In reaction to speculation making waves in Nigeria, Federal Roads Safety Commission (FRSC) will not be bearing arms according to the House of Representatives.
The clarification was made by the House of Representatives Committee overseeing the Federal Roads Safety Commission (FRSC) on Monday after it denied reports that it has mandated Marshals of the commission to start carrying arms in accordance with the law establishing it.
Addressing Assembly Correspondents, Chairman of the Committee, Hon. Akinfolarin Samuel Mayowa said there was no time the Committee said FRSC officials should, or should not bear arms, pointing out that what the committee decided was to set up a committee to liaise with the Secretary to the Government of the Federation and other stakeholders in the possible implementation of the Act establishing the commission.
Hon Mayowa said the Corp Marshal had complained to them about the harassment of his men on the road which sometimes end up with some of them being killed on the road and sought for collaboration from the House on ways to ensure safety on the road.

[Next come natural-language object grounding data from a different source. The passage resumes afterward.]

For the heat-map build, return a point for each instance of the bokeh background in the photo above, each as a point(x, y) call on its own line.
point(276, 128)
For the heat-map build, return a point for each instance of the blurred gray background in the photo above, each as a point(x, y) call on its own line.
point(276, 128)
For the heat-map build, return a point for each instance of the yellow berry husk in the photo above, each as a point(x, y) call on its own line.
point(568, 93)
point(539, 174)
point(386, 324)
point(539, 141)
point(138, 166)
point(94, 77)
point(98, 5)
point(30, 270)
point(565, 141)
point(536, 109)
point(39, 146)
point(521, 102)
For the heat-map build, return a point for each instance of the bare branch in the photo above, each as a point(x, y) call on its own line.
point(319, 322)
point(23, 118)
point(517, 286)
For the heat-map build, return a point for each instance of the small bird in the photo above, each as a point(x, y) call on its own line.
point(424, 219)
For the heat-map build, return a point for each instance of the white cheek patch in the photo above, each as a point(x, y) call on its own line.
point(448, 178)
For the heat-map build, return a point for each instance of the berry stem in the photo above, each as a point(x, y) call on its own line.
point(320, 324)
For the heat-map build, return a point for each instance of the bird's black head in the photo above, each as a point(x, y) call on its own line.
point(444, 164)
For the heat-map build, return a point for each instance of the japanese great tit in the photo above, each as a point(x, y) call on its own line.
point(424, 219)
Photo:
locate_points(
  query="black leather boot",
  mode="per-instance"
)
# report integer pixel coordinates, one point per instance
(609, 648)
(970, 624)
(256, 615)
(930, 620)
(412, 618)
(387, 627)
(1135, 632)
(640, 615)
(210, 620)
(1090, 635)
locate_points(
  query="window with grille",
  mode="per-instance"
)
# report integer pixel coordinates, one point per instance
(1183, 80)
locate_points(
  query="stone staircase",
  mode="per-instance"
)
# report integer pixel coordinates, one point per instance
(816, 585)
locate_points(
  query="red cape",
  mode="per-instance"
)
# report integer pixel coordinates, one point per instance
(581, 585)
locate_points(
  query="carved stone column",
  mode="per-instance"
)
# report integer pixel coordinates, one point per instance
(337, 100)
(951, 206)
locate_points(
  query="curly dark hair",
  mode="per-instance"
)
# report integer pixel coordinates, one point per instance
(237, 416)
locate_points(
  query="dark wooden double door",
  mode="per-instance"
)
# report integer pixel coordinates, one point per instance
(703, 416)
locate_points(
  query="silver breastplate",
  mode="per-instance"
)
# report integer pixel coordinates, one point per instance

According to him, “we made it clear that as representatives of the people, we owe it a duty to ensure safety on the road for both road users and FRSC officials because these people are also Nigerians. We also made it clear that safety on the road is a collective responsibility.
“We made reference to the 2007 Act establishing the FRSC, especially section 19 which allow those exposed to danger can bear arms and we said that a committee will be set up to liaise with them and other stakeholders. We did not say they should start bearing arms.
“There is an existing law and if you don’t like the law or sections of the law, the right thing to do is to move for an amendment to the law. When that is done, it will go through the normal legislative process.
“So, we don’t want to lose our men unnecessarily because these are also Nigerians. Initially, we wanted to refrain from responding to this issue, but from the way the issue is going, we had to respond and put the records straight.
“Yes, the existing law said if they are exposed to danger, they can bear arms. We don’t even have the money to run the agency effectively. So, how can we be talking about buying arms for them now? Our concern is safety on the road and not whether they should bear arms of not”.
Hon. Mayowa was however evasive on whether his committee will support officials of the FRSC to start carrying arms and whether the provisions of the existing law should be implemented or amended.